No one knows for certain why food prices around the world have risen so quickly. Ben Bernanke said the Federal Reserve’s Quantitative Easing program is not the cause. He argues that food prices are higher because people in emerging nations have richer diets than they have had in the past.
The UN reported recently that global food prices had reached an all-time high. It blamed worldwide weather problems and short supplies of many basic agricultural commodities.
No major agency, inside or outside the US, has come up with an explanation which has received widespread support. It is like global warming in that way. Opinions diverge. Scientists fight for answers and suggest solutions. The debate over food prices does almost nothing to solve a problem which is likely too complex and expensive to solve.
The fact is, and it is a sad fact for the poor and those who cannot afford higher costs of food, that the large agricultural producing nations each has an agenda of its own. Some nations want to keep their crop yields at home to guard against inflation. In other cases, weather problems have reduced harvests. That happened recently in Russia. The problem could grow if cold weather across the northern part of the Western Hemisphere continues.
Global problems rarely yield global solutions. That has been proven recently in battles over currency values, trade imbalances, sovereign debt threats and financial regulations. No large and powerful nation is willing to take a first step because it may find itself alone on a policy island with no support from other developed countries and developing countries, especially India and China.

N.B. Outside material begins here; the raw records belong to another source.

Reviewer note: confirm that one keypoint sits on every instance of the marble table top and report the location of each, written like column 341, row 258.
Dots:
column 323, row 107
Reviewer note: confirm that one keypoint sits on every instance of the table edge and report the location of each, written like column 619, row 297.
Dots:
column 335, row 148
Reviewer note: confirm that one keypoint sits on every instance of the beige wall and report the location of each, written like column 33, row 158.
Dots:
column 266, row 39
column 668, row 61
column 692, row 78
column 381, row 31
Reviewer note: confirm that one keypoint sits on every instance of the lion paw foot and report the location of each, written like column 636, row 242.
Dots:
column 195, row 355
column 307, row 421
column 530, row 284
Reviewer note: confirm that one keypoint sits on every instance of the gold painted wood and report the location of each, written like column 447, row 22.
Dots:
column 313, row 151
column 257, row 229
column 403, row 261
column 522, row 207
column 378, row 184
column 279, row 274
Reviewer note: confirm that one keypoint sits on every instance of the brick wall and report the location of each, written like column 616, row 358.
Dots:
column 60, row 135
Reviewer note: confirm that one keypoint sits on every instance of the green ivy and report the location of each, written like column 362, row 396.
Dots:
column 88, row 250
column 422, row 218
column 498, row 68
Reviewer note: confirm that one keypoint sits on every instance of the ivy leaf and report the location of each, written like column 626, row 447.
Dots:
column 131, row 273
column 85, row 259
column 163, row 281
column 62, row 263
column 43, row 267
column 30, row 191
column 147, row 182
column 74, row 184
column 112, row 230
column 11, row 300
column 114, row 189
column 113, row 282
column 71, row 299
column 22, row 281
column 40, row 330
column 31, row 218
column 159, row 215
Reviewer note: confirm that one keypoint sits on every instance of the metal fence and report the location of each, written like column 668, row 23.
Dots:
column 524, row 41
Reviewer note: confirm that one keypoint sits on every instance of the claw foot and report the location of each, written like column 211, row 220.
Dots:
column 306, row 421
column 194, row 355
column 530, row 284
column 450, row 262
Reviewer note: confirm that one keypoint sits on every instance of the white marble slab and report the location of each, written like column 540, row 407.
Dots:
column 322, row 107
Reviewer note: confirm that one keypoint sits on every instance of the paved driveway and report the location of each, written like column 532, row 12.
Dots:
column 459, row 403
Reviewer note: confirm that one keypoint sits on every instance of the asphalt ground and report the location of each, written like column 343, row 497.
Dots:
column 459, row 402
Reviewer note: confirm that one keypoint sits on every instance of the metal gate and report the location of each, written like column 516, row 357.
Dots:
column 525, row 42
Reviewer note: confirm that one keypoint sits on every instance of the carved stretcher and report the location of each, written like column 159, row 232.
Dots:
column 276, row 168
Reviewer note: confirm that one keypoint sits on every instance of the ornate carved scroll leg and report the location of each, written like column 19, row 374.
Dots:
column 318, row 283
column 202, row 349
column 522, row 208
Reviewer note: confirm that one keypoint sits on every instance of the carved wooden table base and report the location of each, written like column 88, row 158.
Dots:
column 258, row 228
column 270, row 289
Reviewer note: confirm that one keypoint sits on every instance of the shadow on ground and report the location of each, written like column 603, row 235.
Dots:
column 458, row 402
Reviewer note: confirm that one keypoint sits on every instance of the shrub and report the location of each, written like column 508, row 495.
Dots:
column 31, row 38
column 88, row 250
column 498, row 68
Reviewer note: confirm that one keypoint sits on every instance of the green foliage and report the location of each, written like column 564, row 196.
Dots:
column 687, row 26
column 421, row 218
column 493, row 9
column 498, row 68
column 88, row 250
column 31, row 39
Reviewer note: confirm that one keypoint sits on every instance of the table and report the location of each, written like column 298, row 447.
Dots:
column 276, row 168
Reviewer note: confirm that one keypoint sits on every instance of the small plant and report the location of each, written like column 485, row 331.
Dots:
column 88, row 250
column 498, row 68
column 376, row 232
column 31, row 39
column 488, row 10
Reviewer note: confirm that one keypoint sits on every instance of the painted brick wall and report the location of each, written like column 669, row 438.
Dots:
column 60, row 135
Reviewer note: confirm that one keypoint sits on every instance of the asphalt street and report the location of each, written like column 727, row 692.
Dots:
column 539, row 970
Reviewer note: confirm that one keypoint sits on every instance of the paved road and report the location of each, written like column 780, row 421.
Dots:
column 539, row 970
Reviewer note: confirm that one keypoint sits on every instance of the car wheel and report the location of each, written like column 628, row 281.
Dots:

The food inflation fire will eventually blow itself out. Supplies may rise over the years as farmers better manage their crops. Poverty and austerity programs which might include rationing could bring down demand. It is an ugly cycle, but one which is nearly unavoidable without a consensus about the causes and the solutions to the trouble.
Bernanke insists the Fed has not caused the price of food commodities to rise. His agency would be off the hook if there was incontrovertible evidence to support his claim. There is not. The fog of blame and indecision will keep any real answers, if they exist, shrouded.